This book was recommended to me by Jamie Ray, who runs the blog A Boy and Her Dog, and is a great read…listen. I got the audiobook. I do love to read, but I have been traveling this month and knew this would be a better way to get a little more reading in. Interestingly, I am traveling away from the city where her story ends. I feel like this lets me appreciate the end of her story a bit more, but perhaps not.
I find this book very interesting and would definitely recommend it to others. Specifically, it is for those who want to understand the world through the experiences of others. Some such people love biographies and sometimes they are simply people trying to appreciate the way others can get different ideas and concepts about the world around them than those which the reader was raised with.

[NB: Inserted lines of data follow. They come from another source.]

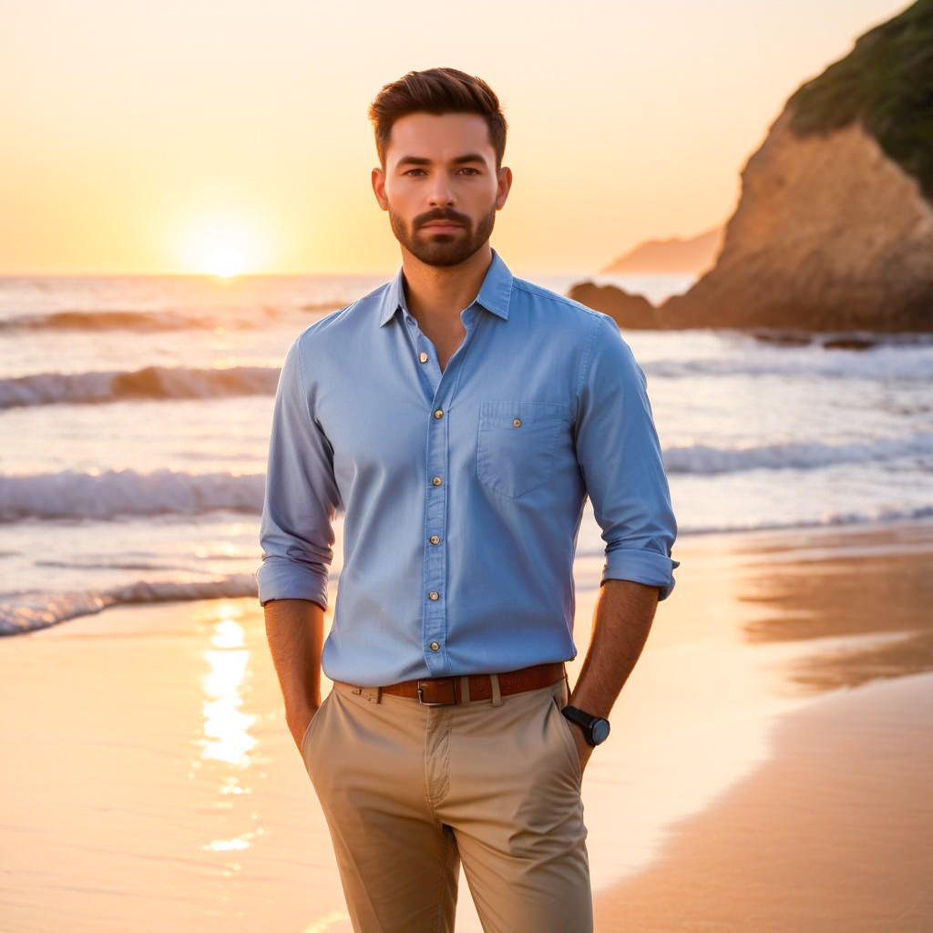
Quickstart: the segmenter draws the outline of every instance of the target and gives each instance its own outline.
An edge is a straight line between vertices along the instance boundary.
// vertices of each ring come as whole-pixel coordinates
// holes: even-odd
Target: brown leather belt
[[[499,693],[521,693],[557,683],[564,677],[564,661],[556,661],[547,664],[534,664],[518,671],[505,671],[498,675]],[[460,689],[461,676],[469,679],[469,698],[488,700],[493,695],[493,680],[488,674],[453,675],[449,677],[423,677],[420,680],[403,680],[397,684],[388,684],[382,688],[383,693],[394,696],[410,697],[425,706],[450,706],[463,703]],[[355,684],[348,687],[357,689]],[[370,688],[374,689],[374,688]]]

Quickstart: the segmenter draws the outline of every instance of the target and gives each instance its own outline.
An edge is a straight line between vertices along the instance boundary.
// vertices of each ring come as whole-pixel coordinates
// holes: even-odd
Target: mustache
[[[460,214],[425,214],[424,217],[419,217],[417,221],[418,227],[424,227],[426,224],[437,223],[439,220],[446,220],[452,224],[460,224],[461,227],[466,226],[466,218]]]

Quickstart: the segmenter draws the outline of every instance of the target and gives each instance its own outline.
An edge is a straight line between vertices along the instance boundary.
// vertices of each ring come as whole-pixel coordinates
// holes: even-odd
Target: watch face
[[[599,745],[605,742],[609,735],[609,723],[606,719],[597,719],[592,724],[592,741]]]

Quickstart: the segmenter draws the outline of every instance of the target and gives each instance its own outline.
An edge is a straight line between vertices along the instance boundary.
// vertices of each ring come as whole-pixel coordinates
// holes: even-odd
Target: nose
[[[443,172],[436,172],[432,176],[428,202],[432,207],[450,206],[453,203],[453,192],[451,190],[450,181]]]

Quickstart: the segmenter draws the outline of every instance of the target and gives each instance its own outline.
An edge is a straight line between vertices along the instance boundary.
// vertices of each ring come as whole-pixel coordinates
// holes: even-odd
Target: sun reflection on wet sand
[[[240,708],[249,661],[243,626],[233,619],[218,620],[211,645],[204,651],[210,673],[203,678],[204,738],[201,757],[246,765],[248,754],[256,746],[248,729],[257,717]]]

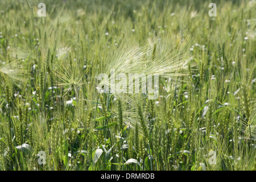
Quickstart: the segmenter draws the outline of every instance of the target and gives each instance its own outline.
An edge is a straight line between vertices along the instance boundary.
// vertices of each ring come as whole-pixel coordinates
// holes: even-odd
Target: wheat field
[[[255,9],[1,0],[0,171],[256,170]]]

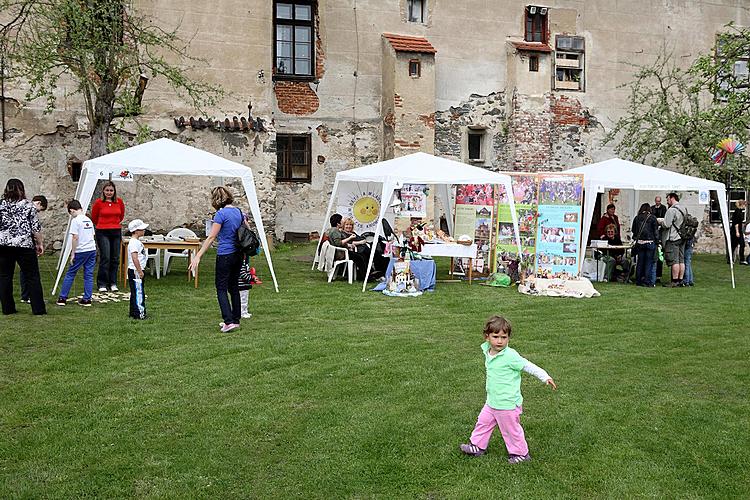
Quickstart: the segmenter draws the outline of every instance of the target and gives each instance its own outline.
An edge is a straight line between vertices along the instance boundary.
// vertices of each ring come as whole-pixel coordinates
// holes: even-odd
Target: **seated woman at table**
[[[341,231],[338,234],[335,232],[331,234],[331,244],[349,249],[349,257],[357,268],[357,279],[364,279],[371,247],[365,238],[354,232],[354,220],[352,218],[347,217],[341,221]],[[385,260],[383,256],[378,255],[376,252],[372,262],[372,271],[370,272],[371,278],[379,278],[385,273],[388,261],[385,260],[384,265],[383,260]]]
[[[622,246],[622,238],[617,232],[614,224],[609,224],[604,233],[607,244],[610,246]],[[630,261],[625,257],[625,249],[608,250],[608,255],[615,261],[614,271],[612,272],[611,281],[624,281],[630,271]]]

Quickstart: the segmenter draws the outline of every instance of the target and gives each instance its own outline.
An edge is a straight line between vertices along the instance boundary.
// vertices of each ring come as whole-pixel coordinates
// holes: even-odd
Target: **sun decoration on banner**
[[[380,194],[373,192],[351,193],[347,196],[346,207],[348,217],[363,229],[372,229],[380,213]]]
[[[717,165],[724,165],[727,156],[731,154],[741,154],[745,150],[745,145],[735,139],[722,139],[716,144],[716,148],[711,150],[711,160]]]

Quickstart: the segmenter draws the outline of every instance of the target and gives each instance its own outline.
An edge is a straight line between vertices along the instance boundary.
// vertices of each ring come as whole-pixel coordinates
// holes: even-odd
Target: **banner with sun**
[[[337,212],[345,218],[354,219],[357,234],[374,232],[380,213],[382,185],[377,182],[342,184],[339,186]]]

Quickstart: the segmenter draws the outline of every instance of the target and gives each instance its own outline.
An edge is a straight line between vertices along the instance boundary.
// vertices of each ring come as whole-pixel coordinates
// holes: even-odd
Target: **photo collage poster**
[[[521,238],[519,279],[534,274],[534,255],[536,248],[536,216],[537,216],[537,178],[536,174],[510,174],[513,186],[513,201],[518,218],[518,232]],[[497,246],[495,249],[496,264],[516,260],[518,247],[516,246],[513,218],[510,213],[508,195],[505,186],[497,186]],[[507,272],[507,270],[506,270]]]
[[[477,245],[472,274],[488,276],[491,272],[492,216],[494,190],[492,184],[461,184],[456,186],[456,218],[453,237],[471,236]],[[454,273],[468,274],[469,259],[454,259]]]
[[[536,276],[578,276],[583,176],[539,174],[536,232]]]

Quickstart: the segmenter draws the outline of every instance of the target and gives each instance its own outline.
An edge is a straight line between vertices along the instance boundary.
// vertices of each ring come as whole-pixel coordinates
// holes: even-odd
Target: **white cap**
[[[130,224],[128,224],[128,231],[131,233],[134,231],[138,231],[139,229],[146,229],[148,227],[148,224],[143,222],[141,219],[133,219],[130,221]]]

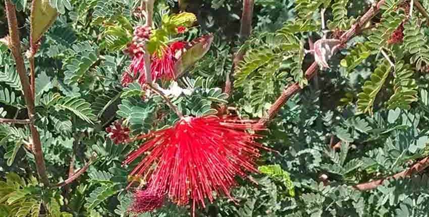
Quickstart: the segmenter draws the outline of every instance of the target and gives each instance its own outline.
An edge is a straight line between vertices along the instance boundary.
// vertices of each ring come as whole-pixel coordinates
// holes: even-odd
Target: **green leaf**
[[[16,141],[15,144],[8,145],[6,148],[7,152],[5,154],[4,157],[7,159],[7,165],[9,167],[12,165],[16,157],[16,154],[21,146],[22,145],[21,141]]]
[[[0,87],[0,103],[18,108],[25,107],[20,96],[16,96],[15,92],[9,89]]]
[[[376,69],[370,80],[365,82],[362,92],[357,95],[357,109],[359,112],[372,114],[376,97],[389,76],[391,69],[390,65],[385,61]]]
[[[176,77],[179,77],[208,51],[213,41],[212,35],[194,39],[185,46],[186,50],[175,65]]]
[[[93,121],[96,120],[97,117],[92,114],[90,106],[84,99],[72,97],[65,97],[55,105],[57,109],[68,110],[82,120],[93,124]]]
[[[50,78],[45,72],[42,72],[36,78],[36,98],[35,103],[38,104],[42,94],[47,92],[53,87],[53,85],[50,81]]]
[[[47,0],[44,0],[47,1]],[[70,0],[49,0],[50,6],[58,10],[58,12],[61,14],[66,13],[66,9],[69,11],[73,9],[72,4]]]
[[[3,72],[0,70],[0,82],[4,82],[15,90],[20,91],[22,89],[21,80],[19,79],[19,76],[15,70],[13,64],[6,62],[6,61],[2,61],[2,62],[3,62],[2,63],[5,65],[2,66],[4,67]]]
[[[108,186],[98,187],[89,194],[86,198],[85,207],[87,210],[92,210],[109,197],[116,194],[118,191],[117,186],[110,185]]]
[[[414,73],[411,70],[411,66],[400,61],[396,64],[393,75],[395,92],[387,101],[388,108],[409,110],[410,104],[417,100],[418,87],[414,79]]]
[[[280,165],[266,165],[258,168],[261,173],[266,174],[275,180],[281,182],[286,187],[289,194],[295,196],[295,188],[289,173],[284,171]]]
[[[345,67],[348,72],[351,72],[359,64],[371,55],[369,47],[365,43],[356,44],[356,47],[350,50],[350,53],[341,60],[341,66]]]

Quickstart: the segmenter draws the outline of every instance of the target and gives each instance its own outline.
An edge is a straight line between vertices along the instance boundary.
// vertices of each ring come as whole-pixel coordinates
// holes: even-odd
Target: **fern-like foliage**
[[[76,56],[69,60],[64,67],[67,69],[65,82],[69,85],[84,82],[85,78],[90,77],[91,70],[98,61],[98,57],[95,50],[85,50],[77,53]]]
[[[404,25],[404,44],[411,55],[411,61],[421,70],[429,64],[429,46],[427,39],[418,26],[416,19],[411,19]]]
[[[9,90],[7,88],[0,88],[0,103],[19,108],[24,107],[21,97],[17,96],[14,91]]]
[[[403,61],[396,63],[393,73],[395,92],[387,102],[388,108],[409,110],[410,104],[417,101],[418,87],[414,74],[409,65],[405,65]]]
[[[93,124],[96,116],[92,113],[91,104],[84,99],[72,97],[64,97],[59,100],[55,107],[59,110],[67,110],[76,115],[82,120]]]
[[[280,165],[263,166],[258,168],[258,170],[275,180],[281,182],[287,189],[289,195],[295,196],[295,189],[291,180],[290,174],[282,170]]]
[[[330,29],[347,29],[354,19],[347,17],[347,4],[349,0],[335,0],[331,6],[333,19],[328,22]]]
[[[3,216],[37,217],[40,201],[34,192],[40,191],[34,177],[27,183],[17,174],[6,175],[6,181],[0,181],[0,214]]]
[[[374,102],[390,73],[391,66],[387,61],[380,64],[371,75],[370,79],[363,84],[362,92],[358,95],[357,109],[372,114]]]
[[[351,72],[362,62],[371,55],[370,48],[366,43],[359,43],[350,51],[343,60],[341,60],[341,66],[345,67],[348,72]]]
[[[322,5],[327,8],[331,4],[331,0],[297,0],[295,1],[295,10],[298,16],[304,20],[311,20],[313,14],[318,11]]]

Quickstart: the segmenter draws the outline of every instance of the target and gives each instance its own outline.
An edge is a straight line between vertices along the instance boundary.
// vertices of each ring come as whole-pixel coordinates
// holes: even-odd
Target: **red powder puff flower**
[[[130,129],[122,126],[122,121],[117,121],[106,128],[109,137],[115,144],[118,144],[126,141],[129,139]]]
[[[124,164],[149,153],[131,175],[151,173],[149,180],[155,192],[165,192],[179,205],[192,200],[194,209],[196,202],[205,207],[205,199],[213,201],[213,192],[231,198],[236,176],[244,178],[246,172],[257,172],[255,160],[264,148],[254,141],[259,136],[247,129],[263,130],[254,122],[233,117],[186,117],[152,133]]]
[[[174,65],[180,57],[182,54],[181,51],[185,47],[185,44],[182,41],[175,42],[164,48],[162,53],[154,53],[152,56],[150,67],[153,80],[158,79],[165,80],[176,79]],[[142,59],[140,62],[142,62]],[[146,81],[143,66],[141,70],[139,82],[142,84]]]
[[[395,44],[402,43],[403,41],[404,41],[404,25],[401,23],[392,34],[387,43],[389,44]]]
[[[184,26],[179,26],[176,29],[176,30],[177,31],[177,33],[179,34],[183,34],[186,31],[186,27]]]
[[[164,195],[154,190],[150,186],[145,190],[134,192],[133,203],[129,210],[134,213],[142,213],[160,208],[164,203]]]

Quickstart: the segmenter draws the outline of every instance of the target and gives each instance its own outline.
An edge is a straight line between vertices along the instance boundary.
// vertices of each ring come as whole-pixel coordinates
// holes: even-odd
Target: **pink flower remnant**
[[[165,195],[154,191],[150,186],[144,190],[137,190],[129,210],[134,213],[141,213],[160,208],[164,203]]]

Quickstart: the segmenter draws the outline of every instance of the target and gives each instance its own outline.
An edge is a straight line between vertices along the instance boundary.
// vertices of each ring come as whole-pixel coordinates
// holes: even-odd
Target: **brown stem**
[[[151,27],[153,25],[153,4],[155,0],[146,0],[146,25]]]
[[[34,116],[34,100],[21,52],[21,41],[18,28],[16,9],[15,5],[11,2],[10,0],[5,0],[5,3],[9,28],[9,34],[11,37],[9,48],[16,63],[16,70],[19,75],[21,86],[22,86],[24,98],[25,99],[25,103],[27,105],[28,117],[30,119],[31,119]],[[36,160],[36,168],[37,170],[37,173],[40,178],[41,182],[45,186],[48,186],[49,179],[46,174],[46,166],[45,166],[43,154],[42,151],[42,145],[39,132],[32,124],[30,124],[30,130],[31,131],[33,140],[33,152]]]
[[[429,14],[427,14],[427,12],[426,11],[426,10],[424,9],[424,8],[423,7],[423,6],[420,4],[420,2],[418,0],[414,0],[414,5],[417,8],[417,10],[418,10],[418,12],[420,12],[423,17],[426,18],[427,24],[429,25]]]
[[[372,181],[371,182],[365,182],[355,185],[353,188],[360,190],[366,191],[368,190],[373,189],[377,187],[383,185],[385,180],[391,179],[403,179],[409,177],[412,174],[418,173],[424,170],[427,167],[429,167],[429,157],[426,157],[421,160],[416,162],[409,169],[405,170],[400,173],[392,176],[389,176],[387,177],[383,178],[383,179],[378,179],[377,180]]]
[[[144,1],[144,0],[143,0]],[[155,0],[146,0],[146,25],[151,27],[153,25],[153,4]],[[147,46],[144,46],[143,61],[144,62],[144,76],[147,84],[152,83],[152,73],[150,72],[150,55]]]
[[[66,185],[67,185],[74,181],[78,178],[82,176],[85,172],[89,168],[89,166],[94,162],[94,161],[95,160],[95,157],[92,156],[90,159],[83,166],[82,168],[78,170],[76,173],[75,173],[71,176],[69,176],[69,178],[64,180],[64,182],[61,182],[55,185],[55,187],[63,187]]]
[[[30,79],[31,80],[30,84],[31,85],[31,93],[33,97],[36,97],[36,72],[34,67],[34,56],[32,55],[28,58],[28,61],[30,62]]]
[[[384,4],[385,2],[385,0],[381,0],[378,3],[373,4],[368,11],[350,29],[341,35],[340,39],[342,42],[345,43],[354,36],[357,33],[359,32],[360,27],[364,26],[365,24],[370,21],[379,13],[380,10],[380,7]],[[334,51],[336,52],[338,50]],[[318,69],[319,67],[317,63],[313,62],[305,71],[305,76],[307,79],[308,80],[312,79],[316,74]],[[280,109],[286,101],[291,96],[298,93],[300,90],[301,88],[298,83],[288,86],[283,91],[280,96],[277,98],[274,104],[271,106],[267,114],[259,120],[258,124],[263,126],[266,126],[267,124],[277,115],[277,113],[280,111]]]
[[[252,19],[253,17],[254,0],[243,0],[243,13],[241,16],[241,26],[240,37],[247,38],[252,32]]]
[[[16,120],[0,118],[0,124],[30,124],[31,123],[31,120],[30,119]]]
[[[168,97],[167,97],[167,96],[164,94],[164,93],[163,93],[163,91],[162,90],[155,87],[152,84],[146,84],[149,89],[150,89],[155,93],[158,94],[158,95],[160,96],[161,98],[162,98],[164,100],[164,101],[166,102],[166,103],[167,104],[167,105],[168,105],[169,107],[170,107],[170,109],[173,110],[176,114],[176,115],[177,115],[179,118],[180,118],[181,119],[183,119],[184,118],[183,114],[182,114],[182,113],[180,111],[179,111],[179,108],[178,108],[177,106],[175,105],[174,104],[173,104],[173,102],[171,102]]]
[[[253,17],[254,0],[243,0],[243,13],[241,15],[241,24],[240,27],[240,37],[242,40],[245,40],[252,33],[252,19]],[[233,82],[231,80],[231,76],[233,76],[234,71],[237,69],[238,64],[243,61],[246,50],[240,49],[237,53],[233,55],[232,67],[231,73],[227,74],[225,81],[225,87],[224,92],[230,95],[232,91]],[[226,112],[226,105],[221,108],[223,114]]]

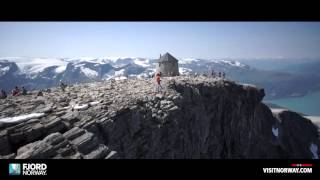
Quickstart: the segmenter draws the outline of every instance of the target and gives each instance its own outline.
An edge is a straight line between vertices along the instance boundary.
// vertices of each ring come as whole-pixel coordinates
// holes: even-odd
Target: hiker
[[[60,88],[64,92],[67,85],[65,85],[62,81],[60,81]]]
[[[161,92],[161,90],[163,89],[161,86],[161,72],[156,74],[156,92]]]
[[[38,92],[37,96],[43,96],[42,90]]]
[[[0,99],[5,99],[5,98],[7,98],[7,93],[3,89],[1,89],[1,91],[0,91]]]
[[[22,86],[22,95],[27,95],[28,93],[27,93],[27,90]]]
[[[16,86],[12,92],[11,92],[12,96],[19,96],[20,95],[20,89],[18,88],[18,86]]]

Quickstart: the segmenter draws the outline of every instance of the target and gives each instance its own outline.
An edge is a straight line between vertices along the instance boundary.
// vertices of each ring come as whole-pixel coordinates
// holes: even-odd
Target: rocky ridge
[[[1,158],[319,156],[317,126],[295,112],[271,112],[263,89],[202,76],[163,83],[158,94],[152,79],[128,79],[1,99]],[[38,116],[21,117],[28,114]]]

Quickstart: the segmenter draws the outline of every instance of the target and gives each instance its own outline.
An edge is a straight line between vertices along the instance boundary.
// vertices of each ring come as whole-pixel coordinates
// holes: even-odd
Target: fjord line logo
[[[20,174],[21,174],[20,164],[10,163],[9,164],[9,175],[20,175]]]
[[[263,168],[263,173],[312,173],[312,164],[291,164],[291,168]]]
[[[9,164],[9,175],[33,175],[33,176],[43,176],[47,175],[47,165],[44,163],[23,163],[22,173],[21,166],[18,163]]]
[[[24,163],[22,164],[22,175],[47,175],[45,163]]]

I appreciate that she begins with a conversation with her mother outside of the atmosphere where most of the story takes place. It made it much easier or me to get through so many of the sad or infuriating parts of the story later on. All in all, she lived a life that terrifies me, where the rules of her community served to limit everyone in it, it seemed. She also makes it very clear which rules made her feel like she had clipped wings and which just made her feel like an outsider. Knowing that she breaks free from the start gave me the hope I needed to make it to the end of her book. Hearing the way she did it was great. I enjoyed the way she seemed to just decide to take control over her own life and take her power instead of continuing to give it away. That was how it felt to me.
There were many interesting aspects of Feldman’s story and I truly hope the best for her. She has since written another book: Exodus: A Memoir and has a blog. That she already knows how to take control of the power of her single voice in the world assures me that she will probably continue to be just fine.
For me, this month is a time for reflection and review of what we’re doing and this book fits nicely within that. Feldman recounts her experience and takes stock of her life and where it may be heading. She appreciates that road that she went down to get to where she is, the things that it prepared her for, and the things it didn’t. She also ends with a sense of adventure for her future and all the experiences that are still to be had. It was very hopeful and I like that sort of thing.